You seriously think this is a revenue problem? In the case of Social Security, the payouts are significantly larger than what each person invested. Let me explain this to you using actual numbers
A male average earner who retired at age 65 in 2010 will have paid out approximately $345,000 in total Social Security and Medicare taxes, but will receive $417,000 in total lifetime benefits ($464,000 for a woman).Read more: Social Security benefits vs. taxes | Bankrate.com http://www.bankrate.com/financing/retir ... z1upbNj6Fa
A much bigger disparity in taxes versus benefits occurs for couples. In the case of a household with only one wage earner, the taxes paid out were $345,000, but the benefits received by both parties will be $778,000. For two-earner couples where one earned the average wage and the other earned a low wage ($19,400), tax payout was $500,000, but benefits will be $800,000.
As it stands, I am not going to believe this is a revenue problem, so I will not advocate raising taxes.
So don't buy insurance if you hate the system so much. What do you want me to say here? "The industry is corrupt so we shouldn't fix Social Security?" Don't be absurd.
I'm telling you not to turn social security into another obamacare, there's nothing worse than putting the people at the mercy of a corrupt industry.
Exactly how am I advocating turning Social Security into Obamacare? There is nothing in common with either of them.
This is Jay literally saying that the economists are lying to us and saying everything is fine when it's actually not. So either you're right and the economists just don't know what they're doing, or Jay is right and they know what they're doing, they're just lying to us. So which is it?
since it lets us pretend the economy's under control at all and not just gonna fly off the handle in boom-bust cycles like it actually does.
You've set up a nice false dichotomy since I'm agreeing with Jay.
Nothing I said has anything to do with you agreeing with Jay, and if you'll remember correctly, I was directing my original comment a Jay, and you decided to answer for him. It's interesting to know that you think he can't answer for himself.
I also didn't say I disagreed with him, I merely pointed out the obvious, which you are refuting.

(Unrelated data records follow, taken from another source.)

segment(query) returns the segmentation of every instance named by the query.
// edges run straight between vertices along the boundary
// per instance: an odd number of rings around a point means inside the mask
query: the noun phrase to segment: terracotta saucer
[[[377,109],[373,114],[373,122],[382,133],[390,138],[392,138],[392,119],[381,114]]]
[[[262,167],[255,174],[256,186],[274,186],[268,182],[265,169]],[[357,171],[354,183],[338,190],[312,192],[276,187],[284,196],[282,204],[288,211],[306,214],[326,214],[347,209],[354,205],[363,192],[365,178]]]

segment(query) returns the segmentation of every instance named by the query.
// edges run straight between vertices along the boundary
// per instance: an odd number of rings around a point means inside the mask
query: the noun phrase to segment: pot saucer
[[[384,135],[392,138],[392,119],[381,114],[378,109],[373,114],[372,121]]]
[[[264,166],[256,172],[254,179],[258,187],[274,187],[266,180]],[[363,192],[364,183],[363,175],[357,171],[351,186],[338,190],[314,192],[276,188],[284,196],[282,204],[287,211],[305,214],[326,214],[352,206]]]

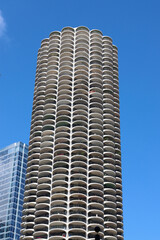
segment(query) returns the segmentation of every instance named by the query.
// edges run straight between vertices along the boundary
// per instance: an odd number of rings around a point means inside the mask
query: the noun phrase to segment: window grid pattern
[[[0,150],[0,239],[20,237],[27,155],[21,142]]]

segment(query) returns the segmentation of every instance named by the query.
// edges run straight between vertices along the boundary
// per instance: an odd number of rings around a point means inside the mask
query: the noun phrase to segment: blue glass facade
[[[27,157],[21,142],[0,150],[0,239],[20,237]]]

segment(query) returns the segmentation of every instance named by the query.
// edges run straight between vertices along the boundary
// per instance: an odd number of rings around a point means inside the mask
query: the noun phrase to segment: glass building
[[[22,142],[0,150],[0,239],[20,236],[27,156]]]

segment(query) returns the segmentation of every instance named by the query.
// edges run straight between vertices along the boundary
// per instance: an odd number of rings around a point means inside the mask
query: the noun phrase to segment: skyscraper
[[[0,239],[19,240],[28,147],[18,142],[0,150]]]
[[[117,48],[66,27],[38,52],[21,239],[123,239]]]

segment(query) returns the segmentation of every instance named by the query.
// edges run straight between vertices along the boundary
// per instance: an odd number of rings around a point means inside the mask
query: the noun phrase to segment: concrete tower
[[[38,52],[21,240],[123,240],[117,47],[66,27]]]

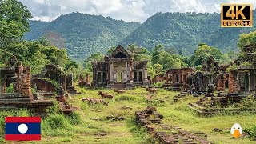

Economists make their money by occupying a paradox, the illusion that they're in control of something that they tell you straight out is impossible to control.
How exactly is an economy impossible to control? Everything everyone does has a cause and effect. It's not hard to accurately predict the outcome given a set of circumstances. I put it to you that you have never studied economics, so you really have no clue how the economy works.